VM-X surfaces both the read tokens (cachedTokens) and the write tokens (cacheCreationInputTokens, with 5m / 1h split) on every audit row, and the Cost breakdown shows cacheCreationCost separately so you can verify the cache is paying off.

Where the pricing comes from

The model_pricing table is seeded by migration 17-create-model-pricing-table.ts from a bundled fallback snapshot (packages/api/src/data/pricing-fallback.json) and refreshed by PricingSyncService — a daily cron (PRICING_SYNC_CRON, default 0 3 * * *) that pulls the latest provider rates from the configured PRICING_SYNC_URL and overwrites the SYSTEM-source rows.
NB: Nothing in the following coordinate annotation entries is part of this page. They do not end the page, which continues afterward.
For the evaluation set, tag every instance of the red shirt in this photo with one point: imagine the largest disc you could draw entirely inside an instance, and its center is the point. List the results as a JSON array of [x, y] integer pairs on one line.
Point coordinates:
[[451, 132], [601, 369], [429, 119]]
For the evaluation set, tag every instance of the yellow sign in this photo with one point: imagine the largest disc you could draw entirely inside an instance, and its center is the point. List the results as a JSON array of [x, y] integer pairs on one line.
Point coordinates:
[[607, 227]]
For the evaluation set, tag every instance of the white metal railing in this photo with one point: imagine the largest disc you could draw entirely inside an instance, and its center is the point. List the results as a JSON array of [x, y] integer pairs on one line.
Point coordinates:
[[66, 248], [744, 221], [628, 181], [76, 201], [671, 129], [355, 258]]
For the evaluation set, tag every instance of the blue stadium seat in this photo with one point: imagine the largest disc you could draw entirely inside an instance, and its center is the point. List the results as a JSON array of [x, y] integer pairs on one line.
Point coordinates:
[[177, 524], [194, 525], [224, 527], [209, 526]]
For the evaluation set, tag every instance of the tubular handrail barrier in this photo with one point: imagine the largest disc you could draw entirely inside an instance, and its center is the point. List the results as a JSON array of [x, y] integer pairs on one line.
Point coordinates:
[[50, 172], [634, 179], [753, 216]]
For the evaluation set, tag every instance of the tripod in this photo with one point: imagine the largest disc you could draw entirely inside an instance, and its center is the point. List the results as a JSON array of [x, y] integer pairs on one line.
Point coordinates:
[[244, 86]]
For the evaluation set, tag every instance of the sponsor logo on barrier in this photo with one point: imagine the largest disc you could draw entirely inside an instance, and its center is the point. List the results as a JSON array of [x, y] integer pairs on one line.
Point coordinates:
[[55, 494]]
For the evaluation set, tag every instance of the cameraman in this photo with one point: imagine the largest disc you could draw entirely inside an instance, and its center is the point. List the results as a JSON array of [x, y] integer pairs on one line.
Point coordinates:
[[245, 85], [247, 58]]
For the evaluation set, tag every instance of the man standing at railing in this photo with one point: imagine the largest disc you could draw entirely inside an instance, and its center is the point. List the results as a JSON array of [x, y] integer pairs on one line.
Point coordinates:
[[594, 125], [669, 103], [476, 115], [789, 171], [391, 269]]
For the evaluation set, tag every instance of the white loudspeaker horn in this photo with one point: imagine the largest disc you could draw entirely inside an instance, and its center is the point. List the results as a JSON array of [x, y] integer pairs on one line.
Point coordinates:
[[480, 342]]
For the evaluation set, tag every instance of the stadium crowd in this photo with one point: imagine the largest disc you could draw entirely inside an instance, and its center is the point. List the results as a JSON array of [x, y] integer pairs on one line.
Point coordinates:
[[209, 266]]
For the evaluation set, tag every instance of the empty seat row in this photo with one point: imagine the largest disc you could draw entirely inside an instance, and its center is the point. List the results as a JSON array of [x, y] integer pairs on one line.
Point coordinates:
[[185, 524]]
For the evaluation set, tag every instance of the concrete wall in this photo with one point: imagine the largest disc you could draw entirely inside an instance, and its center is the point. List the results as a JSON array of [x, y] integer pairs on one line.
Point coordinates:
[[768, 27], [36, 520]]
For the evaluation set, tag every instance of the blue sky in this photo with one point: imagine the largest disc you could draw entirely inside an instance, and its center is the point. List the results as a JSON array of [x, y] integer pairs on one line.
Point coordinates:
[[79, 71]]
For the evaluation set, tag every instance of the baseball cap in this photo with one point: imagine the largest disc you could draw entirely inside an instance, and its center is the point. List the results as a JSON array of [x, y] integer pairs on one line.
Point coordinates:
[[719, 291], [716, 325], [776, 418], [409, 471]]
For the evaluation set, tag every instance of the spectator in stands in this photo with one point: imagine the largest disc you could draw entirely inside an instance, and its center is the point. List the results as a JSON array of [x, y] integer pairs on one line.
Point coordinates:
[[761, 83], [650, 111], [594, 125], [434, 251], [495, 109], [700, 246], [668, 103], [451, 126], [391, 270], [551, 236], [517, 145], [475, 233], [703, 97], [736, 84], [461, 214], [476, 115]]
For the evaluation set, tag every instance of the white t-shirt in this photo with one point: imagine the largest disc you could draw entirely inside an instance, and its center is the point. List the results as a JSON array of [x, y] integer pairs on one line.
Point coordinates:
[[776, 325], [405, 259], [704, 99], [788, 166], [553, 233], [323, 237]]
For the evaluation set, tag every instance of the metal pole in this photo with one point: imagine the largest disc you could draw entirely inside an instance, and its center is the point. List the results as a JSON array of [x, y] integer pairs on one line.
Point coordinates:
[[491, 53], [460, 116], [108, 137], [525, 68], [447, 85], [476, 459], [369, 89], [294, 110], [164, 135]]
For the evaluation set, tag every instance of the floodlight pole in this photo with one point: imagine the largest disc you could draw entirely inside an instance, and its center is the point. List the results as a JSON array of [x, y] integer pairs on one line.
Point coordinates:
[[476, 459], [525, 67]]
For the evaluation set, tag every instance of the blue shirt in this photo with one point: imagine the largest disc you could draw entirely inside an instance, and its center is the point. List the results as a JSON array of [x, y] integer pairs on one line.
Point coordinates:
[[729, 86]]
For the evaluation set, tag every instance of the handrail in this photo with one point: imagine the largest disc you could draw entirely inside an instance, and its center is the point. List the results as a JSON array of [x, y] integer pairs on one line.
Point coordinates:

Operator overrides written via Settings → Pricing are stored as USER-source rows and are never touched by the sync. If a sync fetch fails, the bundled fallback is used so cost calc never falls back to zero on transient errors.

Exporting Audit Logs

Audit logs can be exported for:

Compliance requirements
Analysis in external tools
Backup and archival

Usage Metrics

Usage metrics are computed by aggregating the Postgres request_audit table on demand — there is no separate time-series store. The Usage page issues a single RequestUsageQueryDto to POST /request-usage/:workspaceId/:environmentId, the API translates it into a Kysely / SQL query against request_audit, and the results stream back as time-bucketed rows the UI charts directly.

Metrics Tracked

The agg field of the query selects which metric columns to roll up, and the dimensions field selects which columns to group by. The supported metrics (CompletionMetrics) and their backing columns:

Tokens: promptTokens, outputTokens, totalTokens, cachedTokens, reasoningTokens
Throughput / latency: tokensPerSecond, timeToFirstToken, requestDuration, providerDuration, gateDuration, routingDuration
Counts: requestCount (always 1 per row), errorCount, successCount
Cost: totalCost, inputCost, outputCost, cachedCost, reasoningCost — extracted from the per-row cost JSONB column

Each metric supports sum / avg / min / max / p90 / p95 / p99 aggregations (the percentile flavours map to percentile_cont in Postgres).

Group-by dimensions

The RequestDimensions enum is the authoritative list of standard group-by keys, all backed by indexed columns on request_audit:

workspaceId, environmentId, connectionId, resourceId, provider, model, requestId, messageId, failureReason, statusCode, correlationId, apiKeyId, sourceIp, userId.

In addition, metadataDimensions accepts dynamic metadata.<key> keys (matching the regex ^metadata\.[\w-]+$). These are extracted at query time via metadata->>'<key>' against the JSONB column on request_audit, so any key you ever sent via vmx.metadata becomes a slicing dimension automatically.

Time bucketing

granularity (GranularityUnit) picks the time bucket: second, second_5, second_10, second_15, second_30, minute, hour, day, week, month, year. Postgres date_trunc (or a floor(epoch / N) * N expression for sub-minute buckets) does the bucketing in SQL; the service then walks the bucket range client-side to fill in zero rows for empty intervals so the chart's x-axis is continuous.

timeZone (defaults to UTC) controls how non-UTC bucket labels are formatted in the response.

Filtering

filter.dateRange (start inclusive, end exclusive) is required. filter.fields is a map of dimension/metric → { operator, value }, where operator is one of eq, neq, in, nin, gt, gte, lt, lte, is_not. Filters can be applied to standard dimensions, to metadata.<key> keys, and to numeric metrics (e.g. totalCost gt 0).

Accessing Usage Metrics

Navigate to Usage in the UI to view:

Cost over time, grouped by resource / provider / model / metadata
Token usage (prompt vs output vs cached vs reasoning)
Request counts and error rates
Latency percentiles (p50 / p95 / p99)

Usage Dashboard

Additional charts

Beyond the four core sections (Cost / Token Usage / Request details / Request Latency), the Usage page now hosts:

Latency p50/p95/p99 over time — three-series line chart for SLO tracking. p95/p99 are what you actually page on.
Errors by status code + errors by failure reason — stacked over time. Spot 429 spikes, 5xx incidents, and which provider was responsible.
Top API keys by cost — bar chart of biggest spenders, descending.
Top correlation IDs by cost — surfaces expensive multi-step agent runs (anything sharing a vmx.correlationId).
Cost by metadata — implicit via the Group By Metadata selector at the top of the page; every chart respects the selected metadata dimensions.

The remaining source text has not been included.